STEVIE - Confronting. Chaotic. Reckless


A powerful and intriguing new play about “how we act”, the stories we tell and the intersection of trauma and identity from Philip Parsons Prize winner Dr. Suzie J. Jarmain and her New Work Company.

Stevie is an urban mini-thriller taking place on a highway at the intersection of life and death. The performance season has now been rescheduled (see dates below) after a change due to COVID.

Stevie herself walks out onto the middle of a busy highway late at night and vanishes. The moment she sets foot on the broken centre line of the road, the story ‘revs up’. She disappears…no blood, no body and no witnesses. The highway links the city to the country at an intersection, a point in Stevie’s life that could go either way. Four women wait for Stevie in a place without any destination, and no fixed address, where no one is familiar and yet everyone knows Stevie. Through a series of revelations about Stevie and her wildly chaotic, exciting and recklessly profound philosophies, and reflection on their own lives, the four realise they are drawn together by a frightening shared experience. What happens to Stevie, could happen to all of us.

Stevie is a conversation about how we ‘perform’ in the face of traumatic events and how we ‘act’ towards and with each other.


The playwright, Dr. Suzie J. Jarmain (formerly known as Suzie Hardgrave) is a transformational acting and character specialist, working in the genre of magic and psychological realisms. She combines directing, performance and writing for theatre supported by practice-based research.

She recently completed a PhD on identity in realism-based acting, looking at the psychological effects for actors when transforming into fictional characters. She interrogated the aspect of how female gendered stereotyped narratives cause women to ‘disappear’. The play, Stevie, was born out of  similar questions, such as Where do the lines between acting and the personal self intersect, diverge and sometimes blur with narratives of fiction with fact? How does this experience parallel with the experience of the actor playing characters and with lived experiences of psychological well-being?

As an actor-performer, Jarmain has worked with national and international companies such as the National Theatre of Scotland, BBC Scotland, Traverse Theatre, The Arches, North Edinburgh Arts Centre, The Performance Space, Melbourne Theatre Company and Australian Theatre for Young People, amongst others. Moving into stage directing, Suzie won Short and Sweet Sydney in 2010 with her directorial debut It’s All the Rage.  Her 2015 solo work Elizabeth Taylor is My Mother won the prestigious Philip Parsons Prize awarded by the Australasian Association for Theatre, Drama and Performance Studies.

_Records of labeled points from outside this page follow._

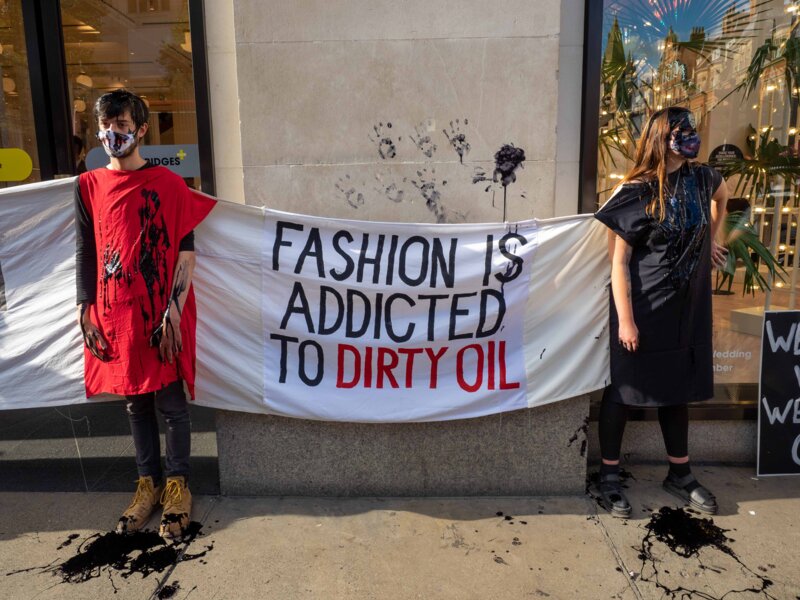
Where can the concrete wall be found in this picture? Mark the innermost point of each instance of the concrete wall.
(347, 109)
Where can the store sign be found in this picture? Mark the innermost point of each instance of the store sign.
(779, 395)
(15, 164)
(724, 154)
(184, 160)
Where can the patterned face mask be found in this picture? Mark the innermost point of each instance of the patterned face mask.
(685, 142)
(118, 145)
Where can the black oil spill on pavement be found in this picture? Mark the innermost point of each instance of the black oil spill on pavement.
(142, 552)
(457, 139)
(583, 429)
(384, 143)
(69, 540)
(426, 184)
(169, 591)
(686, 535)
(593, 478)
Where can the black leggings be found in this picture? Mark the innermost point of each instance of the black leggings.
(674, 421)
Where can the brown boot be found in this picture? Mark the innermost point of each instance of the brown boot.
(177, 501)
(142, 506)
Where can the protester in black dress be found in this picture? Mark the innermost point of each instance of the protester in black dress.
(663, 222)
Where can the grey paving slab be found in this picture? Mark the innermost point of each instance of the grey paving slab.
(441, 548)
(405, 548)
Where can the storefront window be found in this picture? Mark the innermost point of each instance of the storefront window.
(143, 46)
(736, 66)
(19, 161)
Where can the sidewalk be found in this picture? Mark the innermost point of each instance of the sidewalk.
(430, 548)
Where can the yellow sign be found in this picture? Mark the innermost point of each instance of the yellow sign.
(15, 164)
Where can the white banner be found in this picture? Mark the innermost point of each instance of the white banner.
(333, 319)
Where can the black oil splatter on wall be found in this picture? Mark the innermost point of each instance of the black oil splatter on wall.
(346, 188)
(426, 184)
(457, 139)
(422, 140)
(383, 141)
(507, 159)
(153, 245)
(389, 188)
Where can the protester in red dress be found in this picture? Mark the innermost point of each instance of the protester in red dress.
(135, 259)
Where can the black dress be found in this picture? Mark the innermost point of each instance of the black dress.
(670, 270)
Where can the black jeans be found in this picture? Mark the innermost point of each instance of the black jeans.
(171, 403)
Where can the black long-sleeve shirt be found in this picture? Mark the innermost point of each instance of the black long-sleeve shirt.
(86, 249)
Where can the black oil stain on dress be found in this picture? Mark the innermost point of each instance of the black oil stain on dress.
(383, 141)
(112, 272)
(142, 552)
(457, 139)
(153, 245)
(686, 535)
(426, 184)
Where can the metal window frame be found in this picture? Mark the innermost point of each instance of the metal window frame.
(47, 69)
(205, 141)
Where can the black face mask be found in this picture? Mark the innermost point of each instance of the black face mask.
(684, 138)
(685, 142)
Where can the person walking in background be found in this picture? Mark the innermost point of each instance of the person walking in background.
(663, 222)
(134, 260)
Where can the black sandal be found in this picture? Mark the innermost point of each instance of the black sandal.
(690, 491)
(613, 499)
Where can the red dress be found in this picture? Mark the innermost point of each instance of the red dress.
(139, 218)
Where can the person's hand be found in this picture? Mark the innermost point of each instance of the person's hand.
(719, 255)
(92, 337)
(171, 343)
(629, 336)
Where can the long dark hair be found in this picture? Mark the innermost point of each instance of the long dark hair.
(650, 159)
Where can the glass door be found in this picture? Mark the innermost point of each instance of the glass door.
(19, 161)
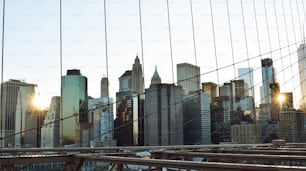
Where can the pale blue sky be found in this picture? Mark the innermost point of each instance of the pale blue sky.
(31, 49)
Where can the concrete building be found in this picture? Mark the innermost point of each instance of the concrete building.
(196, 114)
(137, 77)
(74, 127)
(50, 131)
(10, 95)
(102, 122)
(247, 75)
(236, 90)
(267, 79)
(163, 117)
(26, 118)
(291, 125)
(211, 89)
(245, 133)
(220, 120)
(188, 76)
(130, 107)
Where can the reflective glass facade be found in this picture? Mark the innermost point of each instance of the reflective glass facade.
(74, 106)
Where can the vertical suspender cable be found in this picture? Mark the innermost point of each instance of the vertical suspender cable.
(295, 40)
(61, 72)
(171, 55)
(287, 37)
(2, 65)
(141, 38)
(268, 28)
(279, 42)
(194, 41)
(214, 39)
(258, 42)
(304, 16)
(301, 32)
(299, 17)
(246, 43)
(231, 37)
(106, 61)
(170, 40)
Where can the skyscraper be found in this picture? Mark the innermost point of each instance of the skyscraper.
(74, 107)
(246, 74)
(50, 132)
(130, 110)
(196, 114)
(104, 87)
(188, 76)
(137, 77)
(164, 114)
(301, 52)
(267, 79)
(211, 89)
(101, 119)
(9, 97)
(26, 117)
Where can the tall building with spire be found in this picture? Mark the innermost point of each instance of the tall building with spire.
(130, 107)
(74, 108)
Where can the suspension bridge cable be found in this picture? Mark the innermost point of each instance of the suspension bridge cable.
(293, 27)
(278, 36)
(106, 58)
(284, 14)
(2, 73)
(193, 34)
(299, 17)
(258, 42)
(172, 67)
(214, 40)
(170, 39)
(246, 44)
(61, 73)
(231, 37)
(267, 23)
(141, 38)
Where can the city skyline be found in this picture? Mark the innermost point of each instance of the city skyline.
(34, 31)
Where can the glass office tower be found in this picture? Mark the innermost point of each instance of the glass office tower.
(74, 110)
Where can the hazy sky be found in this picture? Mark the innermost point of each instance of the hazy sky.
(31, 49)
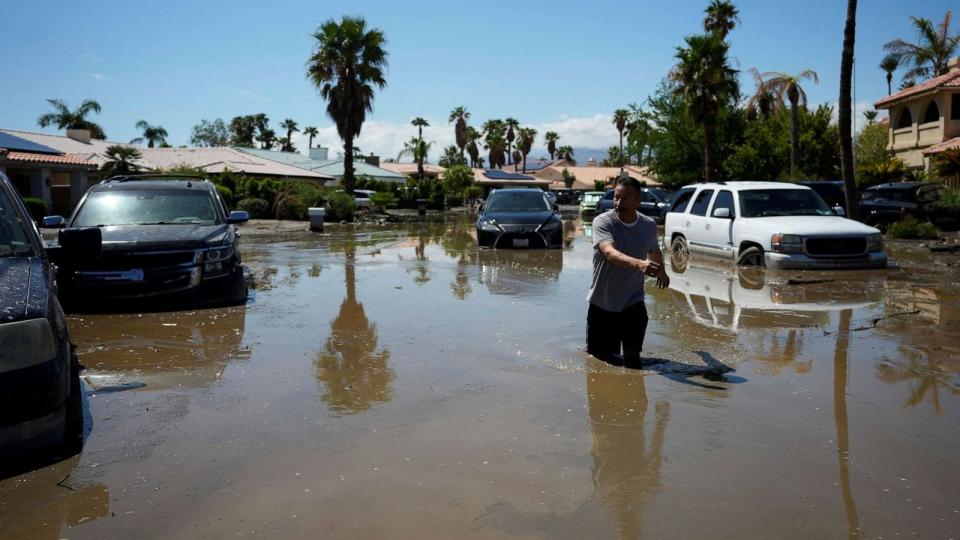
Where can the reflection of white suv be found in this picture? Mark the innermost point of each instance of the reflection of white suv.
(771, 224)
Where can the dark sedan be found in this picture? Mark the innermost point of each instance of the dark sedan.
(519, 218)
(163, 238)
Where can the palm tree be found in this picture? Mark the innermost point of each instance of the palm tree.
(120, 160)
(290, 125)
(930, 55)
(460, 116)
(346, 65)
(154, 135)
(721, 18)
(64, 118)
(845, 115)
(512, 124)
(621, 117)
(704, 78)
(788, 86)
(551, 138)
(310, 132)
(889, 64)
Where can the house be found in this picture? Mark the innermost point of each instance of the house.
(925, 118)
(43, 172)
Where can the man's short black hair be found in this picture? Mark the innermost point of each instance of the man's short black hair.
(627, 181)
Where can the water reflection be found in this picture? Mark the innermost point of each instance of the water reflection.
(354, 373)
(627, 461)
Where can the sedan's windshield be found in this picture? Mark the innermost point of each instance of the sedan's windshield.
(518, 201)
(147, 207)
(782, 202)
(13, 234)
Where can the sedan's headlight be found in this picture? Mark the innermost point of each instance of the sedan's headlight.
(489, 225)
(26, 343)
(787, 243)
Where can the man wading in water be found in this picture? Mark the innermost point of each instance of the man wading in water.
(625, 252)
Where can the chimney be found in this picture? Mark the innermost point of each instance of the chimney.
(80, 135)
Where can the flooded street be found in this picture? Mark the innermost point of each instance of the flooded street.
(401, 383)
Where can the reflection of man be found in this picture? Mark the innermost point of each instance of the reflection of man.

This play is the first production from the New Work Company (NWC), which collaborates with predominantly female and feminist-identifying (non-gender specific) creatives and technical professionals. For the first piece of work, NWC has certainly four extraordinary female actors whose experiences span across multidisciplinary forms, including Bree-Anna Cummins, Courtney Crisfield, Belle Hansen, and Samantha Kennedy.

When: Running 2 - 13 March
Where: La Mama Courthouse, 349 Drummond St, Carlton VIC 3053
MORE INFO
BOOKING LINK

Content warning: This production makes contact with themes of suicide, trauma, sexual abuse and dissociative identity disorder, depression, anxiety and post-traumatic stress disorder.